Das Handynetz funktioniert, als wir Denis Trubetskoy in der Hafenstadt Sewastopol erreichen – aber Strom gibt es keinen: «Hier sieht es zur Zeit so aus, dass man zwei Stunden mit und sechs Stunden ohne Strom auskommen muss», sagt er. Es sei eine schwierige Situation für die Halbinsel. Mobilfunknetze und Internet würden nicht richtig funktionieren und es gebe Probleme bei der Lebensmittelversorgung.
Abends sind die Strassen dunkel, erzählt Trubetskoy. Einzig im Zentrum der grossen Städte gebe es ein bisschen Licht. Und für Ende November haben die Bewohner der Krim Glück mit dem Wetter: «Momentan ist es sehr warm – es sind im Schnitt zwischen 16 und 18 Grad. Wenn es kälter wäre, wäre dies eine totale Katastrophe.»
Generatoren und Kerzen als Verkaufsrenner
Auf den Ausfall der Stromversorgung seien die Bewohner nicht vorbereitet gewesen, sagt Trubetskoy – obwohl es bereits vor einem Jahr Unterbrüche gab: «Die mangelnde Vorbereitung ist für mich unverständlich. Vor den Geschäften, in denen Generatoren und Kerzen verkauft werden, gibt es riesige Schlangen. Bereits vor einem Jahr wurde der Strom vom ukrainischen Festland teilweise abgedreht.»

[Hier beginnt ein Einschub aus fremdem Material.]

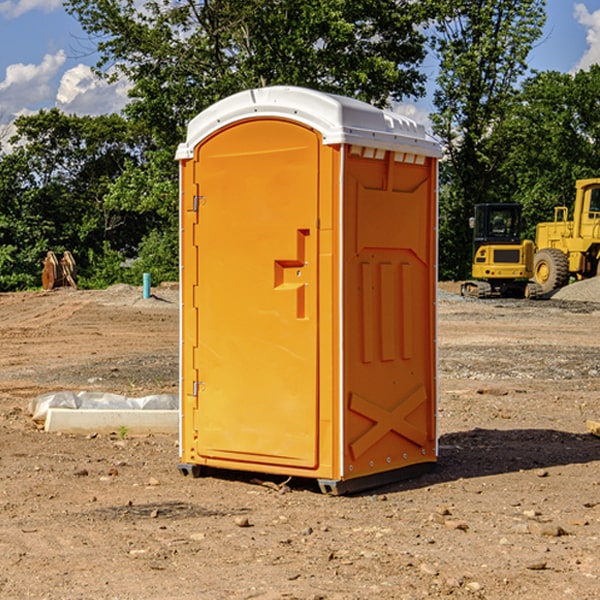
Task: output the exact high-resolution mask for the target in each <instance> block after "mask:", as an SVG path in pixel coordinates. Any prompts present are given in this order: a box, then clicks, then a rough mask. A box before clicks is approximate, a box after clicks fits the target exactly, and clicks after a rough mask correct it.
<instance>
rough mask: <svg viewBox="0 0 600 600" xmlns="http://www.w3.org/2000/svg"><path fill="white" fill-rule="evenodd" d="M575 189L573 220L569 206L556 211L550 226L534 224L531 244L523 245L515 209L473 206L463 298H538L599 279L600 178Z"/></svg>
mask: <svg viewBox="0 0 600 600" xmlns="http://www.w3.org/2000/svg"><path fill="white" fill-rule="evenodd" d="M575 190H576V193H575V203H574V205H573V211H572V215H573V217H572V219H571V220H569V209H568V207H566V206H557V207H555V208H554V220H553V221H549V222H546V223H538V224H537V226H536V235H535V244H534V242H532V241H531V240H521V223H522V222H521V206H520V205H519V204H478V205H476V206H475V217H473V218H472V219H471V221H472V223H471V225H472V227H473V229H474V236H473V244H474V248H473V250H474V251H473V265H472V277H473V280H471V281H466V282H465V283H464V284H463V285H462V287H461V293H462V294H463V295H464V296H473V297H477V298H489V297H492V296H513V297H527V298H539V297H542V296H548V295H549V294H551V293H552V292H553V291H554V290H557V289H560V288H561V287H564V286H565V285H567V284H568V283H569V281H570V280H571V278H574V279H578V280H579V279H587V278H590V277H596V276H597V275H600V178H596V179H580V180H578V181H577V182H576V183H575ZM528 280H530V281H528Z"/></svg>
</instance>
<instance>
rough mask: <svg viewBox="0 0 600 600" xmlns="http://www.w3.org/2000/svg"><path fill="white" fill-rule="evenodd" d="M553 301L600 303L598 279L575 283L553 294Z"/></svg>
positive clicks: (599, 280)
mask: <svg viewBox="0 0 600 600" xmlns="http://www.w3.org/2000/svg"><path fill="white" fill-rule="evenodd" d="M552 299H554V300H573V301H576V302H600V277H593V278H592V279H584V280H582V281H576V282H574V283H571V284H570V285H567V286H565V287H564V288H561V289H560V290H558V291H557V292H556V293H555V294H553V296H552Z"/></svg>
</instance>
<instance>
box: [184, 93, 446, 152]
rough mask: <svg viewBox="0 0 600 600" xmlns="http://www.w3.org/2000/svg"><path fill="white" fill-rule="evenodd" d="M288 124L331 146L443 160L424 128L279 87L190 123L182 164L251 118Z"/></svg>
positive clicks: (194, 119) (339, 102) (224, 103)
mask: <svg viewBox="0 0 600 600" xmlns="http://www.w3.org/2000/svg"><path fill="white" fill-rule="evenodd" d="M258 117H264V118H269V117H275V118H287V119H291V120H293V121H297V122H300V123H303V124H305V125H307V126H309V127H312V128H314V129H316V130H317V131H319V132H320V133H321V135H322V136H323V143H324V144H325V145H331V144H341V143H347V144H355V145H360V146H366V147H370V148H379V149H385V150H394V151H396V152H407V153H414V154H420V155H423V156H433V157H436V158H439V157H440V156H441V150H440V145H439V143H438V142H437V141H436V140H435V139H434V138H433V137H431V136H430V135H429V134H427V133H426V131H425V128H424V126H423V125H421V124H418V123H416V122H415V121H413V120H411V119H409V118H408V117H405V116H403V115H399V114H396V113H392V112H390V111H385V110H381V109H379V108H376V107H374V106H371V105H370V104H367V103H365V102H361V101H359V100H354V99H352V98H346V97H344V96H337V95H335V94H326V93H323V92H318V91H315V90H309V89H306V88H300V87H291V86H290V87H288V86H273V87H267V88H257V89H252V90H246V91H243V92H240V93H238V94H235V95H233V96H230V97H228V98H225V99H223V100H221V101H219V102H217V103H216V104H213V105H212V106H211V107H209V108H207V109H206V110H204V111H203V112H201V113H200V114H199V115H198V116H196V117H195V118H194V119H192V121H190V123H189V126H188V133H187V139H186V141H185V143H183V144H180V146H179V148H178V150H177V156H176V158H178V159H185V158H191V157H192V156H193V152H194V147H195V146H196V145H197V144H198V143H200V142H201V141H202V140H203V139H205V138H206V137H208V136H209V135H211V134H212V133H214V132H215V131H217V130H218V129H221V128H222V127H225V126H227V125H230V124H232V123H235V122H237V121H241V120H244V119H248V118H258Z"/></svg>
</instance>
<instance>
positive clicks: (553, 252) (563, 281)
mask: <svg viewBox="0 0 600 600" xmlns="http://www.w3.org/2000/svg"><path fill="white" fill-rule="evenodd" d="M533 278H534V280H535V282H536V283H537V284H538V285H539V286H540V288H541V293H542V294H548V293H549V292H551V291H552V290H557V289H559V288H561V287H564V286H565V285H567V283H569V259H568V258H567V255H566V254H565V253H564V252H562V251H560V250H559V249H558V248H544V249H543V250H540V251H538V252H536V253H535V259H534V264H533Z"/></svg>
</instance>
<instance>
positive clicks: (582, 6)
mask: <svg viewBox="0 0 600 600" xmlns="http://www.w3.org/2000/svg"><path fill="white" fill-rule="evenodd" d="M547 14H548V19H547V24H546V28H545V35H544V38H543V39H542V40H540V42H539V43H538V45H537V46H536V48H535V49H534V50H533V52H532V53H531V55H530V66H531V68H533V69H537V70H550V69H551V70H557V71H562V72H572V71H575V70H577V69H579V68H587V67H589V65H590V64H592V63H596V62H598V63H600V0H547ZM89 50H90V46H89V43H88V42H87V41H86V37H85V35H84V34H83V32H82V31H81V28H80V27H79V24H78V23H77V21H76V20H75V19H74V18H73V17H71V16H70V15H68V14H67V13H66V12H65V11H64V9H63V8H62V2H61V0H0V124H6V123H9V122H10V121H12V120H13V119H14V117H15V116H16V115H19V114H26V113H28V112H34V111H37V110H38V109H40V108H50V107H53V106H57V107H59V108H61V109H62V110H64V111H65V112H67V113H76V114H91V115H95V114H102V113H109V112H113V111H118V110H119V109H120V108H122V106H123V105H124V103H125V102H126V93H127V84H126V82H121V83H120V84H115V85H112V86H108V85H106V84H104V83H102V82H98V81H97V80H95V78H93V77H92V76H91V73H90V70H89V67H90V65H92V64H93V63H94V62H95V57H94V56H93V55H90V53H89ZM424 68H425V70H426V72H429V74H430V75H431V79H433V77H434V71H435V66H434V65H433V64H429V65H428V64H427V63H426V64H425V65H424ZM430 87H431V86H430ZM403 108H407V109H408V110H407V111H406V112H407V113H410V112H412V113H413V115H414V116H415V118H416V119H417V120H420V117H421V118H423V117H424V115H426V113H427V111H428V110H431V108H432V107H431V101H430V99H428V98H426V99H424V100H422V101H420V102H419V103H418V104H417V106H416V108H413V109H412V110H411V108H410V107H403ZM403 112H404V111H403ZM0 137H1V136H0Z"/></svg>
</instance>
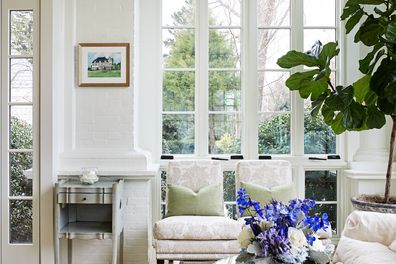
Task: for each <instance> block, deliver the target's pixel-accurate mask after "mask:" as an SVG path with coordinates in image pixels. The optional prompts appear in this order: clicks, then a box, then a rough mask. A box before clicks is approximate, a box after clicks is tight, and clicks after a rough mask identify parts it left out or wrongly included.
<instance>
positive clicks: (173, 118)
mask: <svg viewBox="0 0 396 264" xmlns="http://www.w3.org/2000/svg"><path fill="white" fill-rule="evenodd" d="M162 153H164V154H193V153H194V115H192V114H180V115H176V114H173V115H170V114H164V115H163V121H162Z"/></svg>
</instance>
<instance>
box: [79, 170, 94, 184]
mask: <svg viewBox="0 0 396 264" xmlns="http://www.w3.org/2000/svg"><path fill="white" fill-rule="evenodd" d="M97 174H98V168H82V176H81V177H80V181H81V182H82V183H85V184H94V183H95V182H97V181H98V180H99V177H98V175H97Z"/></svg>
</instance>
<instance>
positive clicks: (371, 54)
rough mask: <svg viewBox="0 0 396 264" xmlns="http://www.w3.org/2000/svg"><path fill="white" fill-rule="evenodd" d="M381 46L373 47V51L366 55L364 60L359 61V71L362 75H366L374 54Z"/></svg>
mask: <svg viewBox="0 0 396 264" xmlns="http://www.w3.org/2000/svg"><path fill="white" fill-rule="evenodd" d="M382 47H383V45H382V44H381V43H378V44H376V45H375V46H374V48H373V50H372V51H371V52H369V53H367V55H366V57H364V59H361V60H359V70H360V72H361V73H363V74H367V73H368V72H369V69H370V63H371V61H372V60H373V59H374V56H375V54H376V53H377V52H378V51H379V50H380V48H382Z"/></svg>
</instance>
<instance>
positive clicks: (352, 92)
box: [325, 86, 353, 111]
mask: <svg viewBox="0 0 396 264" xmlns="http://www.w3.org/2000/svg"><path fill="white" fill-rule="evenodd" d="M336 90H337V91H336V92H335V93H332V94H331V95H330V96H329V97H328V98H327V99H326V101H325V104H326V105H327V106H328V107H329V108H330V109H332V110H333V111H343V110H345V109H346V108H347V107H348V106H349V105H350V104H351V102H352V100H353V87H352V86H347V87H343V86H338V87H337V89H336Z"/></svg>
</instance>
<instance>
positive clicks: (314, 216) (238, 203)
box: [237, 188, 329, 263]
mask: <svg viewBox="0 0 396 264" xmlns="http://www.w3.org/2000/svg"><path fill="white" fill-rule="evenodd" d="M237 204H238V209H239V213H240V215H243V216H244V217H245V218H244V220H245V224H246V225H248V226H250V228H251V230H252V232H253V234H254V237H255V239H254V240H255V242H254V244H255V246H256V247H258V246H259V247H260V249H259V250H258V252H259V253H258V255H259V256H260V257H272V258H273V259H275V260H278V261H281V262H284V263H301V262H303V261H304V260H305V258H306V257H307V248H306V246H304V247H301V248H298V249H297V251H296V249H293V253H292V251H291V242H290V240H289V237H288V233H289V228H295V229H299V230H302V232H303V233H304V235H305V238H306V239H307V242H308V243H309V244H310V245H313V243H314V241H315V240H316V237H315V235H314V234H315V233H316V232H317V231H318V230H319V229H324V230H326V228H327V227H328V226H329V220H328V215H327V214H326V213H323V214H322V217H319V216H318V215H314V216H310V215H309V211H310V210H312V209H313V208H314V207H315V206H316V202H315V201H314V200H311V199H304V200H301V199H294V200H290V201H289V203H288V204H286V203H284V202H281V201H276V200H274V199H271V200H270V201H269V202H268V204H265V205H264V206H263V207H262V208H261V207H260V203H259V202H257V201H254V200H252V199H251V198H250V196H249V195H248V193H247V192H246V190H245V189H243V188H241V189H240V190H239V191H238V198H237ZM303 237H304V236H303ZM255 252H256V250H255Z"/></svg>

Nicht nur die Bevölkerung auch die Behörden seien auf den Stromausfall nicht vorbereitet gewesen, was Trubetskoy erstaunt. Denn die russische Annexion der Krim sei nun schon über eineinhalb Jahre her – doch noch immer sei die Halbinsel beim Strom abhängig von der Ukraine.
Wut auf Kiew und die Krim Tataren
Vor zwei Monaten, im September begann sich die Lage auf der Krim zuzuspitzen. Krim Tataren blockierten die Strassenverbindung auf die Krim – Lastwagen aus der Ukraine mit Lebensmitteln und anderen Gütern des Alltags kamen nicht mehr durch. Grund für die Blockade: Die muslimische Minderheit fühlt sich diskriminiert, seit Russland die Krim annektiert hat.
Zwar betonen die Krim Tataren, sie hätten mit den Anschlägen auf die Strommasten, die zum Blackout geführt hatten, nichts zu tun. Doch zur Zeit verhindern sie zusammen mit ukrainischen Nationalisten, dass die Stromleitung repariert werden kann. Entsprechend schlecht ist darum die Stimmung in der Bevölkerung, sagt Trubetskoy: «Man schimpft sehr viel über Kiew und über die Krim-Tataren.»
Moskau baut Unterwasserkabel
Kommt hinzu, dass die Protest-Blockade der Krim Tataren nicht die gewünschte Wirkung zeigt. Denn die Wut der Bevölkerung richtet sich trotz der Stromausfälle nicht gegen die russische Führung in Moskau: «Es gibt sehr viele Leute, die über lokale Behörden schimpfen. Kritik an Putin gibt es aber kaum. Politisch könnten die Stromausfälle gar Moskau in die Hände spielen», sagt der Journalist.
Deshalb will Moskau nun vorwärts machen mit dem Bau einer unabhängigen Stromversorgung. Bis Ende Jahr soll ein erstes Unterwasserkabel vom russischen Festland auf die Krim verlegt sein. Doch die Stromprobleme könnten noch länger dauern. Denn laut Expertenmeinungen brauche es noch zwei Jahre bis dieses System wirklich funktioniere, sagt Trubetskoy.